Deze uitspraak is gedaan door mr. S.J. Willems-Ruesink, rechter, in aanwezigheid van mr. L.M. de Leeuw van Weenen, griffier op 9 januari 2023 en openbaar gemaakt door middel van geanonimiseerde publicatie op www.rechtspraak.nl.
griffier
rechter
Een afschrift van deze uitspraak is verzonden aan partijen op:
Aan deze uitspraak hoeft eerst uitvoering te worden gegeven als de uitspraak onherroepelijk is geworden. De uitspraak is onherroepelijk als niet binnen zes weken na verzending van de uitspraak een rechtsmiddel is aangewend of onherroepelijk op het aangewende rechtsmiddel is beslist. [6]
Informatie over hoger beroep
Tegen deze uitspraak kunnen partijen binnen zes weken na de verzenddatum hoger beroep instellen bij het gerechtshof te ‘s-Hertogenbosch (belastingkamer), Postbus 70583, 5201 CZ ’s-Hertogenbosch.
Bij het instellen van hoger beroep dient het volgende in acht te worden genomen:
1. bij het beroepschrift wordt een afschrift van deze uitspraak overgelegd.

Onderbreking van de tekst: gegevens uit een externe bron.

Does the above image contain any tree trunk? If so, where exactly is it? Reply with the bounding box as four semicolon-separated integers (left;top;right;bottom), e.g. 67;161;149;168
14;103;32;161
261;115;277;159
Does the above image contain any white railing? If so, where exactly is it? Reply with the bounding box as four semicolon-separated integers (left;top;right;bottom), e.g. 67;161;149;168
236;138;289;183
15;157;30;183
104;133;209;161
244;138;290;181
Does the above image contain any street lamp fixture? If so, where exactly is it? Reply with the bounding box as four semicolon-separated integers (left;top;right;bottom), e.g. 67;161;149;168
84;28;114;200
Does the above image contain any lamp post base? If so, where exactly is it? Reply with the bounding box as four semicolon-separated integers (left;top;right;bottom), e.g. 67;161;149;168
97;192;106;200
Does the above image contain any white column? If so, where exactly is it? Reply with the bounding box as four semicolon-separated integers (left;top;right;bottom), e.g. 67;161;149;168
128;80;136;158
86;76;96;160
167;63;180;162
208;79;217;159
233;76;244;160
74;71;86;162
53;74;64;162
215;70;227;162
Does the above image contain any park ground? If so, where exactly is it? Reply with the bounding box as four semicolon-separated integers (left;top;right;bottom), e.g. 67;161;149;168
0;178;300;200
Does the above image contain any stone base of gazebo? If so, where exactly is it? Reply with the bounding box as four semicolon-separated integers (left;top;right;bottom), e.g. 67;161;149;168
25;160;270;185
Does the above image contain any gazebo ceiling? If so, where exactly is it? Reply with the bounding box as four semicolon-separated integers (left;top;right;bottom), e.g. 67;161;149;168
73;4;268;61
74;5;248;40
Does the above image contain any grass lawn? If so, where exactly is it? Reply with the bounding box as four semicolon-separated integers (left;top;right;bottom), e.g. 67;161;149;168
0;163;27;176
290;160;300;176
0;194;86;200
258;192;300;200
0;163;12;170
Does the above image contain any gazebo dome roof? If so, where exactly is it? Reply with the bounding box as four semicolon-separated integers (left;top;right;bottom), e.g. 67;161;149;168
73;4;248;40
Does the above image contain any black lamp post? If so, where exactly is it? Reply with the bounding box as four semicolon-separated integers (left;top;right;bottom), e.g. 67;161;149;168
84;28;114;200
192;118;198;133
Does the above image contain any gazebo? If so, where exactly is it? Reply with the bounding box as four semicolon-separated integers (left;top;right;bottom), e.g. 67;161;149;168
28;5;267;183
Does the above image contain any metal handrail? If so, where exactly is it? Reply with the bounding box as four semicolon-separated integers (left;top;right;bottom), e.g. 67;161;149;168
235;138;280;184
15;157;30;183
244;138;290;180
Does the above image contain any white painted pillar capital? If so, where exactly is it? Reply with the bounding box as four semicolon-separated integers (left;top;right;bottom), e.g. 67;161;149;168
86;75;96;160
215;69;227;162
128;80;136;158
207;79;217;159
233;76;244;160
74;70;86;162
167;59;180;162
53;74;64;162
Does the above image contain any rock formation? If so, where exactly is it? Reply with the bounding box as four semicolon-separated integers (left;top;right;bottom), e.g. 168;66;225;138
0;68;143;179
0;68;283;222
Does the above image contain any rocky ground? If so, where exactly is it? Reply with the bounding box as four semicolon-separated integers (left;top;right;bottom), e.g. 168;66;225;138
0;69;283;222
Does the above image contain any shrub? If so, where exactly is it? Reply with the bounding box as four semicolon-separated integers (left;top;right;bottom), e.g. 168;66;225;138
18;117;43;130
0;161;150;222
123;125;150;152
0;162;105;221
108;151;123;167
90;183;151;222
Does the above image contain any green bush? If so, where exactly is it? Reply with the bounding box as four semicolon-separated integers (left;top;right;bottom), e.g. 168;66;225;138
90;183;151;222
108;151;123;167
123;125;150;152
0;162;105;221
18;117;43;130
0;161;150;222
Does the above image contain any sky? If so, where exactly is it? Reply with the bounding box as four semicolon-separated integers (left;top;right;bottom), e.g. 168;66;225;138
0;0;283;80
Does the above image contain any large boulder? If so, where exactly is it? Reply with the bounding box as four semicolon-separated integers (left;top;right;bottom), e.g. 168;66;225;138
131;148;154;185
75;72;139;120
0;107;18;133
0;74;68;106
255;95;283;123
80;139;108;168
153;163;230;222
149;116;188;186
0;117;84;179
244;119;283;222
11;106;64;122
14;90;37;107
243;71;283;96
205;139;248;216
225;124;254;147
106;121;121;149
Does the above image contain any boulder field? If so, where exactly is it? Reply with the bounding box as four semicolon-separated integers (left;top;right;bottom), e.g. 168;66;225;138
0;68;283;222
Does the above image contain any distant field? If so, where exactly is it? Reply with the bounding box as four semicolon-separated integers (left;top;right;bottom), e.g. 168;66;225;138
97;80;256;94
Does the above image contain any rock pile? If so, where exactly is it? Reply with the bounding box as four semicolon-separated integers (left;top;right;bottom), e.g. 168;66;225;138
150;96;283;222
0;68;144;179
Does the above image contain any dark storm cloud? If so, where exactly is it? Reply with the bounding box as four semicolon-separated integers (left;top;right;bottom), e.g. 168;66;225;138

2 - het beroepschrift moet ondertekend zijn en ten minste het volgende vermelden:
a. de naam en het adres van de indiener;
b. een dagtekening;
c. een omschrijving van de uitspraak waartegen het hoger beroep is ingesteld;
d. de gronden van het hoger beroep.
Voor burgers is het mogelijk hoger beroep digitaal in te stellen. Hiervoor kan gebruik worden gemaakt van de formulieren op Rechtspraak.nl / Digitaal loket bestuursrecht.

Voetnoten

1.Artikel 67a van de Algemene wet inzake rijksbelastingen (hierna: AWR) in samenhang met artikel 9, derde lid, van de AWR.
2.Paragraaf 21, tweede lid, van het Besluit Bestuurlijke Boeten Belastingdienst.
3.Hoge Raad 15 december 2006, ECLI:NL:HR:2006:AZ4416.
4.Hoge Raad 15 juni 2007, ECLI:NL:HR:2007:BA7184.
5.Hoge Raad 26 maart 1997, ECLI:NL:HR:1997:AA2134.
6.Artikel 27h, derde lid en artikel 28, zevende lid, van de AWR.